Maximum condescension achieved.
Surf watchers are rubbing their eyes in
disbelief, this morning, after reading, then re-reading,
Stab’s Sam McIntonsh’s stunning admission that the premium
surf blog is openly and proudly collaborationist. The usually cool,
calm, collected co-founder, as handsome as any man who has ever
sauntered though our world, came undone after the latest “surfer
interview” featuring World Surf League Chief of Sport Jessi
Miley-Dyer.
Healthy and honest criticism for studiously avoiding “tough
questions” floated instantly on BeachGrit and on
Stab’s own comment forum leading McIntosh to let everyone
see him sweat in a wildly ill-advised defense titled Risk Reward: The Dickhead
Index.
In it, McIntosh declares, in the day of social media, modern
media is “essentially worthless” and is only as successful as the
access it has. From there, he discusses how Stab received
the 2024 World Surf League championship tour schedule a few hours
early plus the aforementioned sit down wherein Miley-Dyer was not
asked about former CEO Erik Logan’s departure because it would have
been “radioactive.”
After a definition of “access journalism,” McIntosh takes the
opportunity to boast that Stab holds its editorial
meetings at the exclusive Soho House Malibu while patting the
subscription website on its back for not outing a “surf talent’s”
relationship with celebrity that would have brought “untold traffic
and notoriety” and stays “buried to this day,” even though the
eagle-eye’d can now likely suss out the involved parties.
Finally, McIntosh punctures George Orwell’s famed quote
“journalism is printing what someone else does not want printed:
everything else is public relations,” by bragging that in being
spineless, Stab is able to bring the world stunning
masterpieces like Peter Schroff and Hayden Cox shaping a board
together even though they used to have beef.
All honest and fair as it relates to what Stab is and
what it does, though does seem unnecessary to publicly admit and,
also, infantilize its audience, spooning baby food into eager
mouths.
Maximum condescension.
The real troubling bit, I suppose, is when McIntosh sets up an
either/or between HBO and The New York Times then Netflix
and “celebrity gossip.”
Per the
piece:
“Storytelling 101 is giving our audience something they
don’t know.
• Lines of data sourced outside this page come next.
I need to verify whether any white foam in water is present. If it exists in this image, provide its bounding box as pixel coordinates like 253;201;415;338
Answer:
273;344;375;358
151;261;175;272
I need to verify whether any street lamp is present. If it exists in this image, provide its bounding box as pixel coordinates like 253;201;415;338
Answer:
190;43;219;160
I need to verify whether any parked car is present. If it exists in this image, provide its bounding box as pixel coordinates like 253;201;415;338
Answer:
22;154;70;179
Education and entertainment are what we try to do.
There’s a reason the NY Times doesn’t make TV shows. There’s a
reason HBO doesn’t do celebrity news. They are two very different
types of media.
Given their access with superstars, can you imagine how well
Netflix or Disney could do celebrity gossip? It would be
otherworldly. Can you imagine how tough it would be for the NY
Times or TMZ to flip and start trying to secure talent for
documentaries, series or events? Harley Levin is a gent who would
struggle to get a return phone call.”
Aside from butchering the name “Harley” Levin, the statement is
wildly and completely ridiculous. The New York Times makes
all sorts of entertainment. HBO does all sorts of celebrity news.
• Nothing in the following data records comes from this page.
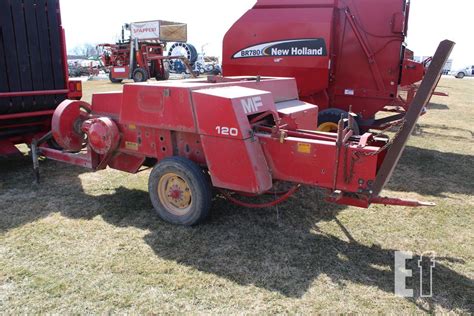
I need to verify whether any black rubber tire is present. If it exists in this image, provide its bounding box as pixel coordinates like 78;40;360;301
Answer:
148;157;212;226
133;68;148;82
109;71;123;83
155;61;170;81
318;108;360;135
Furthermore, Netflix and Disney do all sorts of celebrity gossip
and TMZ makes all sorts of documentaries. Further furthermore,
where is the line drawn, exactly, between “celebrity gossip,”
expose, whistle blown, scoop?
The aforementioned can, anyhow, can straddle because they have
enough audience to do so and, therefore, are actually needed by
politicians, actors, etc. If The Gray Lady, HBO, Netflix, Disney or
even TMZ waved the white flag, a la McIntosh, and declared, openly
and exactly like Stab, “To the rich and powerful, your
secrets are safe with us. Screw the lowly unwashed masses. They
will taste what we choose for them to taste and they will like it
and they will love us for it…” they would be completely
pilloried.
Oh, they each might operate that way, from time to time, or most
the time, but to claim that as modus operandi and be both proud and
patronizing in equal measure?
Wild.
The fact that McIntosh perspired so plainly about Jessi
Miley-Dyer not getting asked why Logan got the boot? Like, the
World Surf League shouldn’t be held to that low, low, low, low bar
of accountability after the former CEO was pushed in all of our
faces for years?
Again, wild and especially in light of Stab’s Google
byline reading “Trusted media of core surfers everywhere.”
I guess, in the end, Stab becoming the in-house
“trusted media” provider for the World Surf League is a good thing
for us, as its video content is generally much better than junk
that comes out of “the global home of surfing” in Santa Monica.
Enjoyable interstitials during contests while waves are being
missed instead of that static “stay tuned” screen to be
expected.
Thank you, Stab. May we have another?